Kajian Model Manajemen Layanan Bimbingan dan Konseling Berbasis Website dalam Mengatasi Ketimpangan Layanan

Ketimpangan layanan bimbingan dan konseling (BK) di sekolah masih menjadi persoalan yang berdampak pada kualitas pendidikan. Menjawab tantangan tersebut, tim peneliti dari Universitas Negeri Gorontalo (UNG) mengembangkan model manajemen layanan BK berbasis website yang terintegrasi, adaptif, dan berkelanjutan.
Penelitian berjudul “Model Manajemen Bimbingan dan Konseling Komprehensif Berbasis Website sebagai Solusi Ketimpangan Layanan Menuju Optimalisasi, Keberlanjutan, dan Standarisasi di Sekolah” ini dipimpin oleh Mohamad Rizal Pautina, bersama Mohamad Awal Lakodjo, Ilham Khairi Siregar, dan Arif Dwinanto. Penelitian ini merupakan bagian dari pendanaan DPPM Kemdiktisaintek melalui skema Penelitian Fundamental Reguler tahun 2025.
Layanan bimbingan dan konseling memiliki peran penting dalam mendukung perkembangan siswa. Namun, di banyak sekolah, pengelolaan layanan BK masih menghadapi berbagai kendala, seperti kurangnya dokumentasi yang sistematis, pelaporan manual, serta keterbatasan pemanfaatan teknologi. Kondisi ini berdampak pada rendahnya akuntabilitas, keberlanjutan program, serta mutu layanan yang diberikan kepada siswa. Selain itu, belum adanya standar pengelolaan yang terintegrasi semakin memperlebar ketimpangan antar sekolah.
Sebagai solusi, tim peneliti mengembangkan model manajemen BK komprehensif berbasis website. Sistem ini dirancang untuk mendukung pengelolaan layanan secara digital, mulai dari pencatatan data, pemantauan layanan, hingga pelaporan yang lebih sistematis dan transparan. Model ini juga dirancang agar dapat menjawab kebutuhan sekolah secara kontekstual, sekaligus mendukung standarisasi layanan BK di berbagai satuan pendidikan.

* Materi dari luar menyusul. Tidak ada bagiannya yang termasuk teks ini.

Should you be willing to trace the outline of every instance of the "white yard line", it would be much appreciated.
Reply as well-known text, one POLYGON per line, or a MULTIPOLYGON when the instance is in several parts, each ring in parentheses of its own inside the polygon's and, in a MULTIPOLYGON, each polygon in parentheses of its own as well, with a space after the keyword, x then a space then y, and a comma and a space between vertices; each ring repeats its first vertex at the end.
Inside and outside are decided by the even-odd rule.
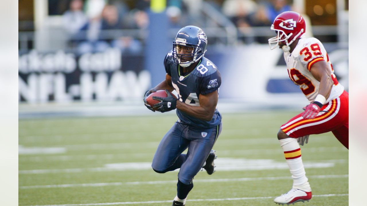
MULTIPOLYGON (((349 194, 328 194, 326 195, 312 195, 315 197, 331 197, 337 196, 346 196, 349 195, 349 194)), ((231 201, 236 200, 246 200, 249 199, 272 199, 275 197, 252 197, 247 198, 233 198, 222 199, 188 199, 187 202, 204 202, 204 201, 231 201)), ((88 204, 72 204, 67 205, 36 205, 34 206, 92 206, 100 205, 132 205, 135 204, 149 204, 151 203, 165 203, 166 202, 172 202, 172 200, 165 200, 162 201, 149 201, 147 202, 109 202, 104 203, 91 203, 88 204)))
MULTIPOLYGON (((335 166, 337 163, 348 162, 345 159, 305 161, 305 168, 327 168, 335 166)), ((75 173, 80 172, 104 172, 114 171, 144 170, 152 169, 151 162, 119 162, 107 164, 104 167, 58 169, 19 170, 19 174, 49 174, 54 173, 75 173)), ((265 169, 289 169, 284 161, 270 159, 251 159, 244 158, 223 157, 215 161, 218 171, 256 170, 265 169)), ((175 171, 178 172, 178 170, 175 171)))
MULTIPOLYGON (((348 174, 330 175, 314 175, 308 176, 309 178, 315 179, 325 179, 328 178, 345 178, 349 177, 348 174)), ((291 177, 252 177, 244 178, 233 178, 225 179, 208 179, 204 180, 195 180, 195 183, 208 182, 224 182, 233 181, 246 181, 259 180, 278 180, 291 179, 291 177)), ((168 180, 162 181, 147 181, 137 182, 126 182, 117 183, 84 183, 76 184, 65 184, 49 185, 36 185, 33 186, 23 186, 19 187, 20 189, 34 189, 40 188, 54 188, 75 187, 104 187, 107 186, 119 186, 124 185, 146 185, 166 184, 175 183, 177 180, 168 180)))
MULTIPOLYGON (((157 143, 157 144, 158 144, 157 143)), ((302 148, 302 151, 305 152, 348 152, 348 150, 344 151, 343 148, 344 147, 304 147, 302 148)), ((221 150, 218 152, 218 154, 221 154, 221 155, 229 155, 237 154, 237 155, 254 155, 254 154, 274 154, 275 152, 278 152, 279 151, 279 149, 251 149, 251 150, 221 150)), ((130 158, 132 157, 142 157, 146 156, 152 155, 154 154, 154 152, 146 153, 117 153, 110 154, 92 154, 92 155, 45 155, 43 154, 39 153, 39 155, 34 155, 33 154, 31 156, 27 155, 24 152, 21 153, 20 151, 19 154, 23 155, 19 155, 19 161, 22 162, 45 162, 51 161, 55 162, 55 161, 75 161, 77 160, 94 160, 96 159, 112 159, 114 158, 130 158)))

Penelitian ini menggunakan pendekatan Design-Based Research (DBR) yang berfokus pada pengembangan solusi praktis berbasis teori dan data lapangan. Pendekatan ini dikombinasikan dengan metode mixed methods untuk menghasilkan model yang komprehensif. Data kuantitatif dikumpulkan dari 168 konselor sekolah dan 66 kepala sekolah melalui survei evaluasi program BK serta angket kebutuhan digital. Selain itu, sebanyak 1.840 siswa dilibatkan untuk mengukur pengalaman dan kebutuhan layanan BK.

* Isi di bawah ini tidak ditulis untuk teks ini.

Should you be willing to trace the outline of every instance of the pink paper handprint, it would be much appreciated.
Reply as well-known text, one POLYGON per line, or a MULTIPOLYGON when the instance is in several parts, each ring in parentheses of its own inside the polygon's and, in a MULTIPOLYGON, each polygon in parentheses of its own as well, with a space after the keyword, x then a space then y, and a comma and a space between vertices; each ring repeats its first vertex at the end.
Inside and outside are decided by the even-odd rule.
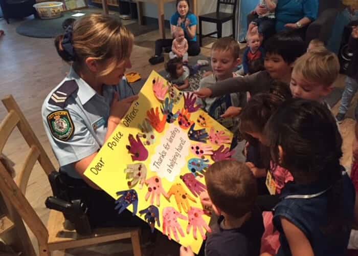
POLYGON ((165 124, 167 122, 167 116, 163 115, 163 119, 161 120, 159 116, 159 108, 157 106, 155 108, 155 112, 154 112, 154 109, 152 108, 150 111, 147 111, 147 116, 148 118, 146 119, 150 123, 153 128, 155 129, 158 133, 161 133, 165 128, 165 124))
POLYGON ((232 160, 231 157, 235 154, 235 151, 230 151, 229 147, 224 149, 223 145, 221 145, 217 150, 213 151, 213 153, 211 158, 215 162, 218 162, 223 160, 232 160))
POLYGON ((221 145, 223 143, 231 142, 230 137, 225 135, 223 131, 216 131, 214 127, 211 127, 209 133, 209 140, 215 145, 221 145))
MULTIPOLYGON (((197 176, 200 177, 203 177, 199 174, 197 176)), ((185 174, 183 176, 181 175, 180 178, 195 197, 197 197, 200 193, 207 189, 206 186, 195 179, 195 176, 193 174, 185 174)))
POLYGON ((131 154, 132 161, 145 161, 148 158, 148 151, 144 147, 138 134, 136 136, 137 140, 133 135, 129 134, 128 139, 130 145, 127 145, 126 147, 131 154))
POLYGON ((213 147, 207 144, 202 143, 192 144, 190 149, 195 156, 202 158, 205 155, 213 154, 213 147))
POLYGON ((158 176, 153 176, 145 181, 145 184, 148 186, 148 192, 145 196, 145 201, 148 201, 149 197, 150 198, 150 204, 154 203, 154 199, 156 199, 156 205, 159 206, 161 204, 161 194, 163 194, 166 198, 168 198, 168 194, 164 191, 162 185, 162 180, 158 176))
POLYGON ((193 113, 200 109, 201 104, 196 105, 196 96, 192 92, 187 93, 184 95, 184 108, 187 110, 189 113, 193 113))
POLYGON ((186 221, 188 220, 186 216, 178 212, 172 207, 166 207, 163 210, 163 232, 168 236, 169 240, 171 240, 171 232, 172 232, 175 240, 179 242, 177 229, 182 237, 184 237, 184 232, 178 223, 178 218, 186 221))
POLYGON ((165 98, 165 95, 168 92, 168 87, 164 85, 163 79, 156 78, 153 79, 153 92, 155 97, 161 101, 165 98))
POLYGON ((193 236, 195 240, 197 238, 196 237, 197 229, 199 229, 199 232, 204 240, 206 239, 206 236, 205 236, 203 228, 206 229, 208 232, 211 232, 211 229, 203 219, 203 216, 204 214, 205 214, 204 211, 202 209, 192 207, 188 212, 189 223, 188 223, 187 227, 187 233, 189 234, 190 232, 191 227, 193 227, 193 236))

Sementara itu, data kualitatif diperoleh melalui wawancara, observasi, studi dokumentasi, dan diskusi kelompok terarah (FGD) yang melibatkan konselor, kepala sekolah, orang tua, guru, dan pakar.

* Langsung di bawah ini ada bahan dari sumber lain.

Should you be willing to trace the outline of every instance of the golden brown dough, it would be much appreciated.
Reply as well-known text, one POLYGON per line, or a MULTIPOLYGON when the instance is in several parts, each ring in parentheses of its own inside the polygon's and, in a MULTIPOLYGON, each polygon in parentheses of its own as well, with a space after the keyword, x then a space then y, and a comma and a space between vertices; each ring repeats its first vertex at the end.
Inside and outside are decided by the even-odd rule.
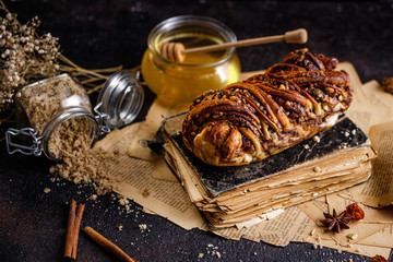
POLYGON ((332 127, 353 98, 337 63, 303 48, 263 74, 204 93, 183 121, 186 146, 210 165, 245 165, 332 127))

Analisis data dilakukan dengan menggabungkan pendekatan kuantitatif, termasuk statistik deskriptif dan Model Rasch, serta analisis kualitatif melalui tematik dan triangulasi sumber. Hasil penelitian menunjukkan bahwa model yang dikembangkan memiliki tingkat validitas yang baik dan relevan dengan kebutuhan di lapangan. Model ini mampu mengidentifikasi kondisi aktual layanan BK, mengungkap faktor-faktor penyebab ketimpangan, serta menawarkan solusi berbasis digital yang dapat diimplementasikan secara nyata.
Model berbasis website yang dikembangkan tidak hanya berfungsi sebagai alat manajemen, tetapi juga sebagai sarana untuk meningkatkan kualitas layanan BK secara menyeluruh. Dengan sistem yang terintegrasi, sekolah dapat mengelola layanan secara lebih efektif, transparan, dan berkelanjutan. Penelitian ini juga menekankan pentingnya kesiapan sekolah dalam mengadopsi sistem digital, termasuk aspek sumber daya manusia dan infrastruktur pendukung.
Hasil penelitian ini diharapkan dapat menjadi rujukan dalam pengembangan sistem layanan bimbingan dan konseling di Indonesia. Dengan pendekatan berbasis data dan teknologi, model ini berpotensi mendukung kebijakan standarisasi layanan BK di tingkat nasional.
Di tengah transformasi digital pendidikan, inovasi seperti ini menjadi langkah strategis untuk memastikan bahwa setiap siswa mendapatkan layanan konseling yang berkualitas, tanpa terhambat oleh keterbatasan sistem dan manajemen.